XIV
A Summer's Day
XIV[ToC]
A Summer's Day
May had been quite correct in her surmise that Kenwick was shamming, though this was merely based on general theories. Not only did he see her as she emerged with Geoffry Daymond from the comparative obscurity of the stone lion's neighbourhood, but he had been for some moments furtively watching them both, himself lost to view in the crowd about the band-stand. She would have been surprised indeed if she could have guessed the effect upon the sprightly cavalier of this new evidence of the confidential relations existing between herself and his friend; and indeed, when a moment later he met them, with a facetious sally, it is doubtful whether anything short of clairvoyance could have divined his true state of mind.
For Oliver Kenwick was experiencing something as closely resembling genuine feeling as was like to befall him in the course of his discreetly regulated career. He had played with fire once too often, and he had discovered, not without a slight accession of self-respect, that he was perceptibly scorched. He had supposed his interest in May Beverly to be purely impersonal; he had been mistaken. He had admired her in his character of connoisseur, as a man of the world he had found amusement and relaxation in her society. For May had the unique advantage of combining that degree of conventionality which is admissibly essential, with a refreshing lack of conventionality in non-essentials. She had repeatedly surprised and stimulated him, she had never yet offended his taste. And Kenwick was nothing if not fastidious. Her attraction had been undeniably heightened by his imagined discovery of Geoffry Daymond's interest in her; but quite independently of that artificial stimulus, she did exercise a strong fascination over him.
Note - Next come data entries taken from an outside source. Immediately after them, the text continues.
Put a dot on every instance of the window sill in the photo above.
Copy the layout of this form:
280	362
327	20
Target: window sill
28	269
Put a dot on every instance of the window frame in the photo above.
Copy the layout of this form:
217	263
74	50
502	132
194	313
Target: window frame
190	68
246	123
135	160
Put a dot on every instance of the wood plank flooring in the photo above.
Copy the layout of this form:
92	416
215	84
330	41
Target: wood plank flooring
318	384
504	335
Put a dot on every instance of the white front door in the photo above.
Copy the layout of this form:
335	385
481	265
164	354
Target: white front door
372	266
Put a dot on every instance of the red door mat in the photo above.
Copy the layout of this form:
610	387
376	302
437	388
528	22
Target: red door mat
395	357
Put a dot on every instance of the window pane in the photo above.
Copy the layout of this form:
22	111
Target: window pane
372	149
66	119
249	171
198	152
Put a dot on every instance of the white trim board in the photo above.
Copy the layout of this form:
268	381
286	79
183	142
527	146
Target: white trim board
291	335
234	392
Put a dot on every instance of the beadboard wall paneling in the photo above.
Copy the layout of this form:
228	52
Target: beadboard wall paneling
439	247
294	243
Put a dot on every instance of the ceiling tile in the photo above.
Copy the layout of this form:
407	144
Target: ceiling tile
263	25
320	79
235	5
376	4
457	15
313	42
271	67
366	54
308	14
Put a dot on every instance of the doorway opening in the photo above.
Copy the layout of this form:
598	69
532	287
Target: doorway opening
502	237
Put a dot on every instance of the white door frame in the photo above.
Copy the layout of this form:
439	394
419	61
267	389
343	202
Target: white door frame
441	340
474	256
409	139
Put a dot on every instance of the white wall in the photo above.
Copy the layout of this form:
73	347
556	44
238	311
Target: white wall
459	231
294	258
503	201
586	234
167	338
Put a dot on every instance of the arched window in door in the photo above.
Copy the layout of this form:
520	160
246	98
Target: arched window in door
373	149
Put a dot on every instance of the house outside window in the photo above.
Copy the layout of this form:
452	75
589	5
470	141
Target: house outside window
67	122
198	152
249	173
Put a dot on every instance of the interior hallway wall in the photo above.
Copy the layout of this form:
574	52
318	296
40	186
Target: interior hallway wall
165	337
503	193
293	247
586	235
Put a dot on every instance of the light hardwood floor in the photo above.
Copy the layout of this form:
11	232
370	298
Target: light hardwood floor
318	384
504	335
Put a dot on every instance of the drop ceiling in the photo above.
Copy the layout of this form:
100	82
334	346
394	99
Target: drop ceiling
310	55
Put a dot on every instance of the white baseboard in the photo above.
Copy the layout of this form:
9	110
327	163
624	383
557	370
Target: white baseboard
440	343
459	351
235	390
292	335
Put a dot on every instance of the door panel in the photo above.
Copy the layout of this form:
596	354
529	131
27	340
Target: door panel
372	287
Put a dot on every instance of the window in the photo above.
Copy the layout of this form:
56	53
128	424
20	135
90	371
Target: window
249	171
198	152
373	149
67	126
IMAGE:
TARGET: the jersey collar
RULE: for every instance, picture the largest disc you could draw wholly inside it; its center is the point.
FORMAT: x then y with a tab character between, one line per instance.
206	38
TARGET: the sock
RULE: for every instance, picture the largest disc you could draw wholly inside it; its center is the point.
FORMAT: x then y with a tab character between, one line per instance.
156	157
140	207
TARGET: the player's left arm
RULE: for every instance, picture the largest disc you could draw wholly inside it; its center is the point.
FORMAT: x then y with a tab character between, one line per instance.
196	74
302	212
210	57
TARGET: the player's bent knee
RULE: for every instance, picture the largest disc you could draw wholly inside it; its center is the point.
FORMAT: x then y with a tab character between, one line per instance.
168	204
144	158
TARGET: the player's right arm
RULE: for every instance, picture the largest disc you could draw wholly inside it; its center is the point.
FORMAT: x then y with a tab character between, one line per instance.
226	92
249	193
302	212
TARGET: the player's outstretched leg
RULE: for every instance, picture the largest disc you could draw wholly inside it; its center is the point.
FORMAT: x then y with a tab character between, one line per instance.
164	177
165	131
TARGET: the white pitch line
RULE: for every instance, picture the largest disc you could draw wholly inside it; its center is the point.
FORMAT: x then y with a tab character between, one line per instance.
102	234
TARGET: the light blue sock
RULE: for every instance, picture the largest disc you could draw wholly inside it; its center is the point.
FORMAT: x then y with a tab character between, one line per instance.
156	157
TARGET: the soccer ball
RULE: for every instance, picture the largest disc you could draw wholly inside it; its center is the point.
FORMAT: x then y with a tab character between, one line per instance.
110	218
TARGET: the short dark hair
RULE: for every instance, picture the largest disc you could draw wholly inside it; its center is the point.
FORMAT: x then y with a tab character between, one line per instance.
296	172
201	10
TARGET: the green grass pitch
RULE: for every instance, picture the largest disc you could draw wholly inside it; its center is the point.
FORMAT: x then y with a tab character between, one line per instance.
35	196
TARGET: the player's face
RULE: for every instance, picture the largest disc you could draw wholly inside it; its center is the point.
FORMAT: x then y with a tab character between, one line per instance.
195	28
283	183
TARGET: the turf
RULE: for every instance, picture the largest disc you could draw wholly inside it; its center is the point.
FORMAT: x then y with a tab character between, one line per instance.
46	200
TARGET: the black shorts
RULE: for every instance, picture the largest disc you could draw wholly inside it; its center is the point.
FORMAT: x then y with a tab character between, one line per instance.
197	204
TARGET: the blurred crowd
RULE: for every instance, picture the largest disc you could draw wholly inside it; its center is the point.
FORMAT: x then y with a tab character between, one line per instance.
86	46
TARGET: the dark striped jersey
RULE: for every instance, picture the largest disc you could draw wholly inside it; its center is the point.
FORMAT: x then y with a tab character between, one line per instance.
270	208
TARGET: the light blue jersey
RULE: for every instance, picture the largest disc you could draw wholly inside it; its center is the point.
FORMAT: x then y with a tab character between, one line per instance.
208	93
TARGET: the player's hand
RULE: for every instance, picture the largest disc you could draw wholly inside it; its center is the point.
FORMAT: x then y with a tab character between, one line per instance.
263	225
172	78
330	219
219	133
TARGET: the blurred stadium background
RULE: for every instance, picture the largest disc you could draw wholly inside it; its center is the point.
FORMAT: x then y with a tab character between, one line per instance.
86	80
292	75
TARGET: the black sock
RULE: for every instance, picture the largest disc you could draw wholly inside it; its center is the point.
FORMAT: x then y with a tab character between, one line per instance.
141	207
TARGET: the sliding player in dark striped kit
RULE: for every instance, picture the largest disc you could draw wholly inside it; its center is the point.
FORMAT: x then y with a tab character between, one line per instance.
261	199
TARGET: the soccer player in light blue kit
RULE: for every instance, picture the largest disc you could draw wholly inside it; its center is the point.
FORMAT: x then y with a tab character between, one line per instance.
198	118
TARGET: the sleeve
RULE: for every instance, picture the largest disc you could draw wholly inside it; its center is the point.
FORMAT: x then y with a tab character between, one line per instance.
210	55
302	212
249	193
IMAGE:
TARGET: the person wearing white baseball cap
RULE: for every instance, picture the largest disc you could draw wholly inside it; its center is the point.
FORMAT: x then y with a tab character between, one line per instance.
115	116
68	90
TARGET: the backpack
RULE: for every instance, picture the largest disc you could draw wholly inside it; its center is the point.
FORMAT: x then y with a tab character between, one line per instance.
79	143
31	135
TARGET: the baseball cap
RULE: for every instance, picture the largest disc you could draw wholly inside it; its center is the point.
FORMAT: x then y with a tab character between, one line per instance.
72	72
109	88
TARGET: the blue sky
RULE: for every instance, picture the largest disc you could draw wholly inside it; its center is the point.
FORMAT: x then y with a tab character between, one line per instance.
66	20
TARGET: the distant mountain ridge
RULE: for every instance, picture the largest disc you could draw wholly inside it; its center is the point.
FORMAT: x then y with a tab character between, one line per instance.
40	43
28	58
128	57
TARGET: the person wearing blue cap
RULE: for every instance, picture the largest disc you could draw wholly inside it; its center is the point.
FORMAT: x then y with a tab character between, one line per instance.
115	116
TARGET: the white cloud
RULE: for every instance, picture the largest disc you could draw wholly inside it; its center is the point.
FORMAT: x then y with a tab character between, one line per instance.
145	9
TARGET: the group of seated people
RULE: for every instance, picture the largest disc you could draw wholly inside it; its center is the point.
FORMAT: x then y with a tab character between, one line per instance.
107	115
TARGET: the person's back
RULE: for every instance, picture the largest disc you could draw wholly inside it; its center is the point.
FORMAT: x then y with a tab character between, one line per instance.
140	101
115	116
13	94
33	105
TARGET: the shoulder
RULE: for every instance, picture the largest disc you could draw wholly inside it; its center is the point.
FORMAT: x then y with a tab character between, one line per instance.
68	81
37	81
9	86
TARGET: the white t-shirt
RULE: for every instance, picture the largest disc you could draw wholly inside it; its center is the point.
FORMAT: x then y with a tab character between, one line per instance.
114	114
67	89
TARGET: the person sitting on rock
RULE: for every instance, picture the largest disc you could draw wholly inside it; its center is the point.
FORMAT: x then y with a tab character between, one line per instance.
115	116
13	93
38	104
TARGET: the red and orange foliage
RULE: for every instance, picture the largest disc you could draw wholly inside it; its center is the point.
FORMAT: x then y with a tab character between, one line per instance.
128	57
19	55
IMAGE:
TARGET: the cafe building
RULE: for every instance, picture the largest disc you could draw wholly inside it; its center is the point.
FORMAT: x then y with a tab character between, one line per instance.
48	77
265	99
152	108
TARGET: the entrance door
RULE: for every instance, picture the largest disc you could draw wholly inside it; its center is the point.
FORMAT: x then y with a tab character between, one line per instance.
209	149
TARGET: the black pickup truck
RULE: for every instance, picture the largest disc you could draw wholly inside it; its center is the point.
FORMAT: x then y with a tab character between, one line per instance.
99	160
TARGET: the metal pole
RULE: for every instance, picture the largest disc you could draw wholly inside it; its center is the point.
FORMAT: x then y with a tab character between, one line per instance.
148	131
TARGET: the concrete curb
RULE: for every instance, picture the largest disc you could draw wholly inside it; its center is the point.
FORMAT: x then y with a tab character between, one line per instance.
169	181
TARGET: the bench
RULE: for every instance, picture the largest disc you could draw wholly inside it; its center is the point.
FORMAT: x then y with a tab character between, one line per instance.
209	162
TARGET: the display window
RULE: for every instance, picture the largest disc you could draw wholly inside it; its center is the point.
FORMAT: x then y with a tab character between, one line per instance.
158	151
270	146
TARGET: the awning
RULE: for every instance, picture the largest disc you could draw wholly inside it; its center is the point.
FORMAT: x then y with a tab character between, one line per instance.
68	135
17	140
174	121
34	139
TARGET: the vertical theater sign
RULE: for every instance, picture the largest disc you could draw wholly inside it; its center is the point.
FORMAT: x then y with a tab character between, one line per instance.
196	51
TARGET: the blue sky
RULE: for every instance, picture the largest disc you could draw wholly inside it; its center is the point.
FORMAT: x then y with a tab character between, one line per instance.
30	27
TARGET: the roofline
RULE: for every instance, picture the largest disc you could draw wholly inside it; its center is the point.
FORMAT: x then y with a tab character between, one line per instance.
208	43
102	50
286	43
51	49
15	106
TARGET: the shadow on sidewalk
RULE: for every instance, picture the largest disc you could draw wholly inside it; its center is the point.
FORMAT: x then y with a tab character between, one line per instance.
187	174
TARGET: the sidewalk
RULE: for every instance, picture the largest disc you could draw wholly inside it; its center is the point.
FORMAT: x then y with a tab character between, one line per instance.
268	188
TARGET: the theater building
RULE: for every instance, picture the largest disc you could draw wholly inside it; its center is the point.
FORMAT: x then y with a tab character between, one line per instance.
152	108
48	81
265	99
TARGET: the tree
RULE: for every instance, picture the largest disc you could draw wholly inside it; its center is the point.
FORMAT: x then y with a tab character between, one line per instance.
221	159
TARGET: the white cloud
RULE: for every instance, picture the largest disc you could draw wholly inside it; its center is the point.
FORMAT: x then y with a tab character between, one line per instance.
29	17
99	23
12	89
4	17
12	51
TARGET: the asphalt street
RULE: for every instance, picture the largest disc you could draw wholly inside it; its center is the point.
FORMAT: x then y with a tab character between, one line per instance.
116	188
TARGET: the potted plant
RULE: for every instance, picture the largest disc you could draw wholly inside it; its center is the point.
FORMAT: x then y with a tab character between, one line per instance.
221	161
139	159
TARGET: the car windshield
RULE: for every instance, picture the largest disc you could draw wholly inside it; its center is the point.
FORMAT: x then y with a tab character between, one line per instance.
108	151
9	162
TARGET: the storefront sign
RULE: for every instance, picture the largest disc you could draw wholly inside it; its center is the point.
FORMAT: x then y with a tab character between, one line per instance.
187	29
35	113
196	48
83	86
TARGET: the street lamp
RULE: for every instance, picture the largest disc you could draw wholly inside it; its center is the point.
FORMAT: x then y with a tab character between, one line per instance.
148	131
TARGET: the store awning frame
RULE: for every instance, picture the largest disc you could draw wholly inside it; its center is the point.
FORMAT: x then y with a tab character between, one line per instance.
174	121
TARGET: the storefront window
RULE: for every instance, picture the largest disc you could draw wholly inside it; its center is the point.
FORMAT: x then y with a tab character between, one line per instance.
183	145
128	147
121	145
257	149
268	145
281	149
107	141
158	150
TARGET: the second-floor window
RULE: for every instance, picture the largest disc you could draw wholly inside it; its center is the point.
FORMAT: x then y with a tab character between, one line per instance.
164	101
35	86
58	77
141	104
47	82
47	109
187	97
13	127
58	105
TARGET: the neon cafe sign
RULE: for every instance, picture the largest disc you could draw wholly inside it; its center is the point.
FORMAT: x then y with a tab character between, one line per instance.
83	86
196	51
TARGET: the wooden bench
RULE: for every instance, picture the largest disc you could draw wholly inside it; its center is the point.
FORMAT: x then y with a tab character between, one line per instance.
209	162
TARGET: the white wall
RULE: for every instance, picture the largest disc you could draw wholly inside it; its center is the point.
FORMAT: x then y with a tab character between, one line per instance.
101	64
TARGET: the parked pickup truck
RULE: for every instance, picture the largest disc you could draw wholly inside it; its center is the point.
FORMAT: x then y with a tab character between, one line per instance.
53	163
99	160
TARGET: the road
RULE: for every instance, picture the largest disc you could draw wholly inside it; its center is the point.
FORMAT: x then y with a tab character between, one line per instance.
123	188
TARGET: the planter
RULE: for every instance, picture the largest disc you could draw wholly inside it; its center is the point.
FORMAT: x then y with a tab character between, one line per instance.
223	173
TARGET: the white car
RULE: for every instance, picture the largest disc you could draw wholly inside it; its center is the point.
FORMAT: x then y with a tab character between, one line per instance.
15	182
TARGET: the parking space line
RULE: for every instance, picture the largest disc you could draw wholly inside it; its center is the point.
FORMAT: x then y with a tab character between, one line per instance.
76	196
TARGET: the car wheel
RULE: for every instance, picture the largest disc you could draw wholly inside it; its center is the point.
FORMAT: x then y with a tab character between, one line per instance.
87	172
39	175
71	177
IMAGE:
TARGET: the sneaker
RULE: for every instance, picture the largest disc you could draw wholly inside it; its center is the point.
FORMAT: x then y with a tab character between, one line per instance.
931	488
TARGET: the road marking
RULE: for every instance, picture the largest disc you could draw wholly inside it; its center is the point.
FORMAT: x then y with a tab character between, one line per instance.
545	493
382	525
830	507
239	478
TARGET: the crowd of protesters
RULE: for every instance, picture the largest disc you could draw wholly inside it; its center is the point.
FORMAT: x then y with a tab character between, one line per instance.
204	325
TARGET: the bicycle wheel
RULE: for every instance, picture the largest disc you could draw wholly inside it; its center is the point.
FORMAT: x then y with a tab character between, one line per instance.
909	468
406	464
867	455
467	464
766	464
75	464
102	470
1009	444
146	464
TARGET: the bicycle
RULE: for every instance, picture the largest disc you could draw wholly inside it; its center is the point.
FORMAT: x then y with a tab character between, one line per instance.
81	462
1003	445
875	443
It was not in Oliver Kenwick's scheme of life to sacrifice his independence to any claim, even to that of his own unchastened fancies. He would not have known himself in any other rôle than that of free-lance, and life would indeed have lost its savour if he had been betrayed into the purchase of an indulgence of feeling at the cost of his self-approval. He possessed an ideal of himself which he prized and guarded; if the ideal was a questionable one, judged by ordinary standards, he was at least consistent in its cultivation. If, impelled by a spirit of rivalry, if, goaded to something approaching rashness by the contemplation of Geof's quiet, masterful way of taking possession of the things he coveted, he resolved to retaliate where retaliation was peculiarly palatable, this indicated no change whatever in his ultimate intentions.